El continuo, no obstante, se imantará por otra couple bizarre. Que por cierto: si Di Tella se dedicara a la ficción ingenua estresaría todos sus pactos. Torcuato y Kamala. En Londres. Donde otro barrio pituco –Hampstead– y otros vecinos –los Freud– se persiguen la sombra. Esos primeros años cincuenta (y la Psychologische Projektion) resonarán no sólo en la mención a «ese libro despiadado», The return of Eva Peron, en el que V.S. Naipaul, demasiado brahmán para ser gorila –«A mandarin is not a wog, sir»– se hace la del mono: felación y poder, sociología de la bataclana, etcétera. O donde por cierto, de sus visitas a Borges, sir Vedia regresa convencido de todo (tanto como de otras fatigadas casas de citas) salvo de que le hayan estado tomando el pelo. Sino que aquellos años también resonarán, o volverán a irisarse, cuando Di Tella, ya estudiante en Oxford, comparta una mesa snobby con el propio Naipaul (quien de compartir iniciales con Pritchett no se contagiará nunca el arte de la leve huella) y preferirá, sí, ante su magnetismo de geniecillo abyecto, preguntarle por su viaje a Inglaterra a los dieciocho años. «Naipaul llegó a Londres en 1950 –anota Di Tella–, apenas dos o tres años antes de que anduvieran por ahí mis padres. Fue a parar a una pensión un poco sórdida de Earl’s Court». Una pensión –son estas las palabras– frecuentada por viajeros o inmigrantes de las colonias recientemente independizadas. Esta frecuencia, como si se transmitiera por debajo de la evolución material del relato (donde el modelado plácido de Di Tella consigue que Naipaul trascienda los lugares más comunes de su egesta pública) será sintonizada como ruido de fondo en la siguiente entrada –de las pocas que en los Cuadernos tienen título, “El documental y yo”– por otro pensionista conspicuo y sátiro, el Conde de Gombrowicz. Quien no conforme con comenzar su Diario en 1953, y con el huracanado hebdomadaire: «Lunes, Yo. Martes, Yo. Miércoles, Yo.» –o sea: ¿Ja?, también lo hace respondiéndole a alguien (posiblemente imaginario) que lo acusa de ególatra. 
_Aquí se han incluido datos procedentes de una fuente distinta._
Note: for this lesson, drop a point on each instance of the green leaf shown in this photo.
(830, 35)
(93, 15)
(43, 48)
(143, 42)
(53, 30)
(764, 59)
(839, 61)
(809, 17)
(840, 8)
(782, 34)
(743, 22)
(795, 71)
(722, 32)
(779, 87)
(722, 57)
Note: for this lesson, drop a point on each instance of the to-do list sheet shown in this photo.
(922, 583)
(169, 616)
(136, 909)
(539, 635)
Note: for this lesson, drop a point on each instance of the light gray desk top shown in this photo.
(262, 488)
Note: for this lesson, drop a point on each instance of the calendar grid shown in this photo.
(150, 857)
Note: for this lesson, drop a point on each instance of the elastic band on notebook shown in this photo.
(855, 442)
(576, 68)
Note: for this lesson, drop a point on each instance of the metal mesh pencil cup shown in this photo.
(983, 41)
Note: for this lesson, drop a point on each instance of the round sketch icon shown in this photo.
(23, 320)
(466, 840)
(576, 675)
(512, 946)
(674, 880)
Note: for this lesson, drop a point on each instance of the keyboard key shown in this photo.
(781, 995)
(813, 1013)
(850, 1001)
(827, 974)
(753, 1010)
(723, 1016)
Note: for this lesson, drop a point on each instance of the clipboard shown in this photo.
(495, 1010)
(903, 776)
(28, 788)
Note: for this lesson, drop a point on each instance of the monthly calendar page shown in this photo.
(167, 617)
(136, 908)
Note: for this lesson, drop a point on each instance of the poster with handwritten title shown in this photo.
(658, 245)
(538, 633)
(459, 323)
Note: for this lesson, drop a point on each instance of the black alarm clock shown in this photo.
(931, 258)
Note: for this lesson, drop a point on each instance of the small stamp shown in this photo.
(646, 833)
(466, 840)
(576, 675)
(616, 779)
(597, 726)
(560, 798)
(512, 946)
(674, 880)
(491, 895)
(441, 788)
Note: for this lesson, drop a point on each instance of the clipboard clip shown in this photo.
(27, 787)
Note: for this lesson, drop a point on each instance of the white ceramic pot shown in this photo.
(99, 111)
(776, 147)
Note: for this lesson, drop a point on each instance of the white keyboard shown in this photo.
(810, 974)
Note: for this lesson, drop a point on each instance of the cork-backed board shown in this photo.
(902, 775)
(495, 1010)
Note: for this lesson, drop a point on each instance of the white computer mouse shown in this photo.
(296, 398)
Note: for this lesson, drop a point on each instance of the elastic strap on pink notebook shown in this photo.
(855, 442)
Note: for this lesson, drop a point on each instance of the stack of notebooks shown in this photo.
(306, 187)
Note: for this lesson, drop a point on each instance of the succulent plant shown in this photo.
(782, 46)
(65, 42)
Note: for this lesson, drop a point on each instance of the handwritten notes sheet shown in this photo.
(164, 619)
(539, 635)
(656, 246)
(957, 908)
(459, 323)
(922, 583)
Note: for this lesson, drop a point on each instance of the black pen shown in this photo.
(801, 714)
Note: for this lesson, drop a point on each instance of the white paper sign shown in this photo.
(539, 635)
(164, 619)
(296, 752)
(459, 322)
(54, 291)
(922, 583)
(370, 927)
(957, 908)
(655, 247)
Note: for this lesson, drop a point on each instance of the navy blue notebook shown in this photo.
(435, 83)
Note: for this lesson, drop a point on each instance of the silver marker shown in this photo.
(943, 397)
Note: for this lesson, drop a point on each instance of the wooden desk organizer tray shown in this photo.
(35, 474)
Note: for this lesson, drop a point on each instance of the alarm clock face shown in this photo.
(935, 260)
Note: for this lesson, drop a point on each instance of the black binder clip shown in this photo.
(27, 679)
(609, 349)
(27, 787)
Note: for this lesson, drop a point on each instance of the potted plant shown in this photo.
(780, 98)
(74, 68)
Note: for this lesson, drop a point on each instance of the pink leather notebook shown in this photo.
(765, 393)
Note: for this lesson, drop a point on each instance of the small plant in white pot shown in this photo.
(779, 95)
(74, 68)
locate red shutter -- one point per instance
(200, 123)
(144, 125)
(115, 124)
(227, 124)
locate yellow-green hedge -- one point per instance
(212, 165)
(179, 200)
Estos juegos de cintura, de trasbordos de sentina, rara vez de cubierta, de ilaciones sin pamelas ni sombrillas, no descansa, es geológico. Y aventuramos: nunc pro tunc. Una lectura autorizada. Términos y conceptos que operan como ricorsi, como el found footage ensimismado de Narcisa Hirsch rebotando en las imágenes de un Nuevediario de los ochenta para rebotar, a su vez, en los noticieros –en el Scoucer’s Events– de Terence Davies. Ciertas reapariciones de José Luis Guerin o de David Perlov, a propósito de Ed Pincus; de un hydropathe periférico: Georges Rodenbach; de Piglia; del propio Gombrowicz. Quien asciende a su vez desde dónde, hacia una elegía (contracíclica) de Alberto Fischerman. Puestas en abismo –«mi mano apoyada en el mármol frío de la mesa sostiene la hoja del cuaderno…»–, donde resplandece esta anotación espejismo –y dado que en San Francisco habremos pasado por la City Lights Bookstore–, on the road: «Siempre nos distraemos en el instante en el que el agua está por desaparecer… ¡y ya desapareció!». Preparación y ejecución –esta última– de un eco que en el abismo imprime su racord de ocultamiento: «Una mañana de 1684, más precisamente, “durante la octava luna de otoño”, Matsuo Basho decidió lanzarse por los caminos de Japón». O asimismo esquirlas, moretones, epígrafes intersticiales que huyen hacia delante: «El proyecto es la prisión de la que quiero escaparme» (Bataille before Broodthaers). O la cadencia de ciertos inserts de amplitud –ciertas, dirá Di Tella, aventuras mínimas de la percepción–. Cuando no la reanudación –siempre inesperada, no pactada– de movimientos pormenorizadamente inconclusos. Con el pretérito imperfecto como doble fondo: «Por mi ascendencia hindú, yo era un fucking wog (lo que en Argentina se traduciría por negro de mierda)». Y claro, sí, siempre: la India. Motherland. La trama fantasma.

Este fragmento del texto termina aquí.